NIPPON CHEMI-CON CORP. is building a development center in suburban Chicago to bolster its standing as the largest maker and supplier of aluminum electrolytic capacitors in North America. The initial man-date for the $1.8 million facility, which should be operational in April with a staff of eight people, is to work on capacitors for use in hybrid and electric vehicles. Other, more medium-term objectives for the Chemi-Con Laboratory are to research large capacitors for such applications as trains as well as to develop small, lightweight capacitors. UNITED CHEMI-CON, INC., NCC's North American sales and engineering unit, is headquartered in Rosemont, Illinois. In addition to sales, service and field-engineering support personnel located around the country, United Chemi-Con has warehouses in Brea, California and Lansing, North Carolina. The latter is the site of its onshore aluminum electrolytic capacitor factory, which was acquired in the fall of 1992.

Ownership of another early Japanese factory in the United States is changing hands as a result of the corporate restructuring underway at home. PIONEER CORP. has decided to sell the DVD production assets of its PIONEER VIDEO MANUFACTURING, INC. subsidiary in Carson, California to DELUXE VIDEO SERVICES INC. With the sale of the plant's four DVD manufacturing lines and related equipment for what industry sources estimate was between $36.7 million and $45.9 million, Pioneer expects to improve economies of scale by consolidating most of its DVD production in Japan. The company acquired the renamed PVM in 1982. Its work force of some 160 people currently turns out about 100,000 DVDs a month. Deluxe Video, a subsidiary of RANK GROUP PLC, is a major supplier of VHS duplication, packaging and fulfillment services worldwide.
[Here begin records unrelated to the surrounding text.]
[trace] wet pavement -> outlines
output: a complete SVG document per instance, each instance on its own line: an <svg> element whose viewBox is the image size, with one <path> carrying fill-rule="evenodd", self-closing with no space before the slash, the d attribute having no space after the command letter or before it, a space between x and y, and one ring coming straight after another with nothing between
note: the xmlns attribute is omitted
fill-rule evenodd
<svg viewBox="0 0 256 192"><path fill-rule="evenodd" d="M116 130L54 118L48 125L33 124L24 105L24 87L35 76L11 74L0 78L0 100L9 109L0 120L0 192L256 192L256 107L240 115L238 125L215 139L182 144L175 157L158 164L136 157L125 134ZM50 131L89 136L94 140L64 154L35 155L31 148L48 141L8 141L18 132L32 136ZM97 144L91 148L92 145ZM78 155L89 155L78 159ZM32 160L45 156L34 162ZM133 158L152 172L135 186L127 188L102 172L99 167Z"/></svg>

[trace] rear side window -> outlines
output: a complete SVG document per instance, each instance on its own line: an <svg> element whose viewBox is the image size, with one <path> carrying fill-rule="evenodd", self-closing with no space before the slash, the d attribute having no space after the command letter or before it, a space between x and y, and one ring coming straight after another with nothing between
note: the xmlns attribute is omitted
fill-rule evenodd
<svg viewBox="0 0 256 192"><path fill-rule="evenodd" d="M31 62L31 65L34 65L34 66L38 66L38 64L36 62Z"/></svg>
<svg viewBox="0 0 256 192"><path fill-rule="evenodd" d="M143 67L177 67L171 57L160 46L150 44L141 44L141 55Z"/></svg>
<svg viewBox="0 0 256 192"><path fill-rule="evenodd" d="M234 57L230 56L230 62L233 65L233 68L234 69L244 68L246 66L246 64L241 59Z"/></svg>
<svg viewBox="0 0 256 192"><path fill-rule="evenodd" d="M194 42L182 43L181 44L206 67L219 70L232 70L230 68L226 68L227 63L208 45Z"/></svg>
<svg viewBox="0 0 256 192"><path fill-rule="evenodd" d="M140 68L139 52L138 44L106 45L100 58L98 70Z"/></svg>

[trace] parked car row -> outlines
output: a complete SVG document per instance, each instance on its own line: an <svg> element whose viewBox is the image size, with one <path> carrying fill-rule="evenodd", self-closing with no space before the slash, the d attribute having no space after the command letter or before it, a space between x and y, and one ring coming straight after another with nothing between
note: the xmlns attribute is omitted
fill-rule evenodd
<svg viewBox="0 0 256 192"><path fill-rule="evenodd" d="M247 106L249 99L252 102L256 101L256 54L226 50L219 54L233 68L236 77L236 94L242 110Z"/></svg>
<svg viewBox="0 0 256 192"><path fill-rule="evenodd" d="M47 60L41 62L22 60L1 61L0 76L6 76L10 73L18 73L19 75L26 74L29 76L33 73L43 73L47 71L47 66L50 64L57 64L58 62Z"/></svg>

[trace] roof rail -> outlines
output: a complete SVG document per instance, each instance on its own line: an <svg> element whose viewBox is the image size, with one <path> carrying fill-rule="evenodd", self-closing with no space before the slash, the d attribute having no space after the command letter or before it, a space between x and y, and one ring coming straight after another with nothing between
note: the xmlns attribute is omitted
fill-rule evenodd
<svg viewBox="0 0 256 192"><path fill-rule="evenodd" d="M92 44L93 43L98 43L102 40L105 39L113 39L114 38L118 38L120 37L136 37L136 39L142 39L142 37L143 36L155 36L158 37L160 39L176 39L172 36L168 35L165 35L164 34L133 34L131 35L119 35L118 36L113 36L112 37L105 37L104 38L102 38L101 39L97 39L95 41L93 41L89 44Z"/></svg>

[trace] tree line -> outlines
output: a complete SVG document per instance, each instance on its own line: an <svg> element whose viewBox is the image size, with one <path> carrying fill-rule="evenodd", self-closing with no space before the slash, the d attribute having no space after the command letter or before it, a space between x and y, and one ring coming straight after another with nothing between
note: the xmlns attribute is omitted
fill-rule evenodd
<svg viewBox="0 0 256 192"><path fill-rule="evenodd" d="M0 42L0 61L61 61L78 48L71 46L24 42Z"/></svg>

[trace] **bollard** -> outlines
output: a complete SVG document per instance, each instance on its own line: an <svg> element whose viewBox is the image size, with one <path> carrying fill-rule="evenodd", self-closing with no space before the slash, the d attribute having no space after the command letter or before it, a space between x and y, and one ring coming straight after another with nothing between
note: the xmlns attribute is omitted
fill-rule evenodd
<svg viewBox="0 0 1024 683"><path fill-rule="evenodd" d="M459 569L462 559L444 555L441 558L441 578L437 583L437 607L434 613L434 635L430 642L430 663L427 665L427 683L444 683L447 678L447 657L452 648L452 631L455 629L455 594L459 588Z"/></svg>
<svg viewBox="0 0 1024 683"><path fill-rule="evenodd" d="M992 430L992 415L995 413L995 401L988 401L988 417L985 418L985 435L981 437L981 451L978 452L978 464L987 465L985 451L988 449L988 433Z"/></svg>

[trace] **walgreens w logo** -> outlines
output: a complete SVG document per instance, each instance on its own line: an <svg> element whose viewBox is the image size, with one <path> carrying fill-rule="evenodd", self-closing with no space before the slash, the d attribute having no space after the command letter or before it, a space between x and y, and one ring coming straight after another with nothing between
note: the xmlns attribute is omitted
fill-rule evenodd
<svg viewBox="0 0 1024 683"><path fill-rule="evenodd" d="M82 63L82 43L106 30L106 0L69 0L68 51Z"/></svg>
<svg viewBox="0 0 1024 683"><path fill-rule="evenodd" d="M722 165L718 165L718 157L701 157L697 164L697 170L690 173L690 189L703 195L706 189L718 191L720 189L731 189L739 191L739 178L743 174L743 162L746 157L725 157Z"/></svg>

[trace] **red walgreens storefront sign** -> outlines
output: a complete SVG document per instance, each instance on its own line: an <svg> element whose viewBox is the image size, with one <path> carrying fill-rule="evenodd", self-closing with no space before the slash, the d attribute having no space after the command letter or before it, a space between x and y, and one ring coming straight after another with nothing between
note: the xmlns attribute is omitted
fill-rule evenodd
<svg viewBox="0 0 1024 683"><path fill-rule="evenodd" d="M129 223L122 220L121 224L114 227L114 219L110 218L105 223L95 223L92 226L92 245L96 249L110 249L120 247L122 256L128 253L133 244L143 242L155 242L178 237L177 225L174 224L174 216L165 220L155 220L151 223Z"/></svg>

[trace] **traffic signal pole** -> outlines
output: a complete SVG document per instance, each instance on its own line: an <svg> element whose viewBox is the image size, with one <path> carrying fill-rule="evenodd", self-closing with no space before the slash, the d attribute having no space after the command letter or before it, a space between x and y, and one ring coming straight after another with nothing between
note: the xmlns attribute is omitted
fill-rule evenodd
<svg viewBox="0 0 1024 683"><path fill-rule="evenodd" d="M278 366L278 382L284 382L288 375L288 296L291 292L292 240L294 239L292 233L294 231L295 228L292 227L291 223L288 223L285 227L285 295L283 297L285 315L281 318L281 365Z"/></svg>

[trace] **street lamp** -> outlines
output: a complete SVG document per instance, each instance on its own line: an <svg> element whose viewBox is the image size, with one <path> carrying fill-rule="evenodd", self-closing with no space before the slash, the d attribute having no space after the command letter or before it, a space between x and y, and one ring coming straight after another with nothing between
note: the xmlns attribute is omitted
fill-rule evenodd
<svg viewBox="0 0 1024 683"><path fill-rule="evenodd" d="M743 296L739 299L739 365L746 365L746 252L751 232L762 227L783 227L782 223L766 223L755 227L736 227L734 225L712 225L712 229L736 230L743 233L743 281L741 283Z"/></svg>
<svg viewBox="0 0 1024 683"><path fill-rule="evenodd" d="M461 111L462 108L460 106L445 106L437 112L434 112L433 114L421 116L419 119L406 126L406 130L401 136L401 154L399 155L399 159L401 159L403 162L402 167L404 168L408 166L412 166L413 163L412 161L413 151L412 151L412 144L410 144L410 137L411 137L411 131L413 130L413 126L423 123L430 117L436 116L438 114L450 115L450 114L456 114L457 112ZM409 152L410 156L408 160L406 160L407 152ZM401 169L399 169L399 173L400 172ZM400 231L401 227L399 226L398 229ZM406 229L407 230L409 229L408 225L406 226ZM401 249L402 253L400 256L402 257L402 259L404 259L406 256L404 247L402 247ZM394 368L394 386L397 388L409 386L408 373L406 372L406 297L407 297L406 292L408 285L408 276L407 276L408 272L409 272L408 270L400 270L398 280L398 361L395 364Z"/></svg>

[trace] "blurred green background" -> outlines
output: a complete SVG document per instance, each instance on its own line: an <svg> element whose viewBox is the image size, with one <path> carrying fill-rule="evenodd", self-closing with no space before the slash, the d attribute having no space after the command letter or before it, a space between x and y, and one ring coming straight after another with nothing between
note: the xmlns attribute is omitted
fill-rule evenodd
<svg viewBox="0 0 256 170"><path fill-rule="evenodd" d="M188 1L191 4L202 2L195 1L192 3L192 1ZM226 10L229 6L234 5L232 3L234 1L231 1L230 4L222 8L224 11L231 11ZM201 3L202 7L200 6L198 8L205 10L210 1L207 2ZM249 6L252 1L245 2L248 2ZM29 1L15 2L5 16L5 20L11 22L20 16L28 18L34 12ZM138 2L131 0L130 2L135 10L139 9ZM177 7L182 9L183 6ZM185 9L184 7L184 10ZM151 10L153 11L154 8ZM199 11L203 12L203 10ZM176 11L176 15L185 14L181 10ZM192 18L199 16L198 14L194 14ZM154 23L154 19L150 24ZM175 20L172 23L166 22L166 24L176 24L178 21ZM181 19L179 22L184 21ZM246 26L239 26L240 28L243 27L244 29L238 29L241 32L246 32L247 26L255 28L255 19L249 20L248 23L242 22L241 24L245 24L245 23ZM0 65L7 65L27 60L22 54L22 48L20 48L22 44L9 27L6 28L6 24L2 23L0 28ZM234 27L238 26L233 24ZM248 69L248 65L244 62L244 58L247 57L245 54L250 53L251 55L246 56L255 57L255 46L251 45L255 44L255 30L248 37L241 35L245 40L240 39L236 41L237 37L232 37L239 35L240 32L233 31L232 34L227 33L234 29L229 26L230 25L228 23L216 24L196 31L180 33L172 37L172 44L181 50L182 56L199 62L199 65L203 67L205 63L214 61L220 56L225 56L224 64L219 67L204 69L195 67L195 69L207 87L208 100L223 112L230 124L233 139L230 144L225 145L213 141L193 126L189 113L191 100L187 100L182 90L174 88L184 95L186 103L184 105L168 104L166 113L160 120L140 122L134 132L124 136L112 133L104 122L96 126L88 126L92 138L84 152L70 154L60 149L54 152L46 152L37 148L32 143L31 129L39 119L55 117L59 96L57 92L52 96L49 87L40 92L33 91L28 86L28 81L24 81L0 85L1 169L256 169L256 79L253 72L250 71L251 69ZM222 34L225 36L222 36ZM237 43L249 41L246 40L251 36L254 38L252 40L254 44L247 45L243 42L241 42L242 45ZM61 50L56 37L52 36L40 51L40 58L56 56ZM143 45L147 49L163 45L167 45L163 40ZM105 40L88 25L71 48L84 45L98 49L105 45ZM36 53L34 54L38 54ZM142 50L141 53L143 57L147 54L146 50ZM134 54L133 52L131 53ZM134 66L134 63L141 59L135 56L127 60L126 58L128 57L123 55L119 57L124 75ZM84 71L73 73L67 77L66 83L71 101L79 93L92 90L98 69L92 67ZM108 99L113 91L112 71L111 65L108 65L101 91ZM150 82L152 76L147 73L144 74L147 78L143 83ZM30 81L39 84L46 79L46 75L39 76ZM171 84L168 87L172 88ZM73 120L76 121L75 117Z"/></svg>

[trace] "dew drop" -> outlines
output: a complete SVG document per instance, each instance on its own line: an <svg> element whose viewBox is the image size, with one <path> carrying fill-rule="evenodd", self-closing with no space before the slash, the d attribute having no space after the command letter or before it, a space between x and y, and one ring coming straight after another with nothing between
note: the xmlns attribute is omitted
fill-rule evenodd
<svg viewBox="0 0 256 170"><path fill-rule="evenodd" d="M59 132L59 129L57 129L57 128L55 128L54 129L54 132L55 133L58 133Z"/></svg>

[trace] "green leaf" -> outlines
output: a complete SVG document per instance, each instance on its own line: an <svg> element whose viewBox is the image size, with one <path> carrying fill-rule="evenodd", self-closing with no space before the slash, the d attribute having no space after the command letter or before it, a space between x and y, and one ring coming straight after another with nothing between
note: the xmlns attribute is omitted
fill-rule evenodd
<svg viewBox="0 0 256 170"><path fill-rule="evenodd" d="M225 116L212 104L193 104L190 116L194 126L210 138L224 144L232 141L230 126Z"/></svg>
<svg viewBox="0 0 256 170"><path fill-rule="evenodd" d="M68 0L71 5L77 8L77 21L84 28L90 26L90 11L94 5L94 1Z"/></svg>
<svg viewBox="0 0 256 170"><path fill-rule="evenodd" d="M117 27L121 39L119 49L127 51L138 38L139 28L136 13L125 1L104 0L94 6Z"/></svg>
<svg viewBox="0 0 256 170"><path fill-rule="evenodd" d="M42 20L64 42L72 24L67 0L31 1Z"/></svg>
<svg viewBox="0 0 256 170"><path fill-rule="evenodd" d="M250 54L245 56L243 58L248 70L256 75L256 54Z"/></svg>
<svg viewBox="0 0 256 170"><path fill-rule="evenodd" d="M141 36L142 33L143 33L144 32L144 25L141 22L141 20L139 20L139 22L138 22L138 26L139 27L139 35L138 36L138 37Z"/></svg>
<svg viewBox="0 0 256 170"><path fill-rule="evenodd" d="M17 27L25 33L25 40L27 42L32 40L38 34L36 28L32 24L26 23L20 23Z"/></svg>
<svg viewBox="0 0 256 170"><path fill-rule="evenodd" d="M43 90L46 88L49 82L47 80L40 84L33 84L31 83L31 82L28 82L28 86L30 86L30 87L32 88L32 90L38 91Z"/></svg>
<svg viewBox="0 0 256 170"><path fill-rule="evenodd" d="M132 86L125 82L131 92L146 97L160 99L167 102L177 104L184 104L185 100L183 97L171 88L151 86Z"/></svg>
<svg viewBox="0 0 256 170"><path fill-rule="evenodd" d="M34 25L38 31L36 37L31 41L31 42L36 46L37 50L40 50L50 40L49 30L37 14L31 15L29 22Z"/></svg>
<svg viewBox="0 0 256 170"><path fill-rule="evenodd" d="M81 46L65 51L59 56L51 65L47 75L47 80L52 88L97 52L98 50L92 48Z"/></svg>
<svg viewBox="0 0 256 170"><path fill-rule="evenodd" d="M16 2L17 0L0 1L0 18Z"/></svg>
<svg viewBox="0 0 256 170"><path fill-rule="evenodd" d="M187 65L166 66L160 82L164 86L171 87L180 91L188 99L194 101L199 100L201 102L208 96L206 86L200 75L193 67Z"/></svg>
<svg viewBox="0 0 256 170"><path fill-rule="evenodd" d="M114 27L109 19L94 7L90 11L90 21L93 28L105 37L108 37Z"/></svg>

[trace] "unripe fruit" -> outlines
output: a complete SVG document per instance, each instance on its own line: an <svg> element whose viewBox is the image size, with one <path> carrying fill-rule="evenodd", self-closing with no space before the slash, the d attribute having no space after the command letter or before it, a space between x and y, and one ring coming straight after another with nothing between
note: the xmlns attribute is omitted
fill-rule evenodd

In a move designed to save both time and money, SONY CORP. reportedly will integrate the digital television research and development activities it now performs separately in Japan and at the Sony Technology Center at the company's huge production complex in San Diego, California. Among the areas apparently targeted for collaborative work, which will be handled via the Internet, are digital signal processor chips, decoders and software. The goal is to develop digital TV sets for release in Japan and the United States based on common specifications.

Computer, electronics and automotive companies around the world are quickly lining up to license SONY CORP.'s Memory Stick technology — a compact, stick-shaped recording media based on rewritable flash memory technology. Among the 46 companies interested in commercializing Memory Stick-compliant products are ADOBE SYSTEMS, INC., COMPAQ COMPUTER CORP., GENERAL MOTORS CORP. and TEXAS INSTRUMENTS INC. Memory Stick media now is available in storage capacities of 4 MB, 8 MB, 16 MB, 32 MB and 64 MB. A 256-MB product is slated for introduction in 2001.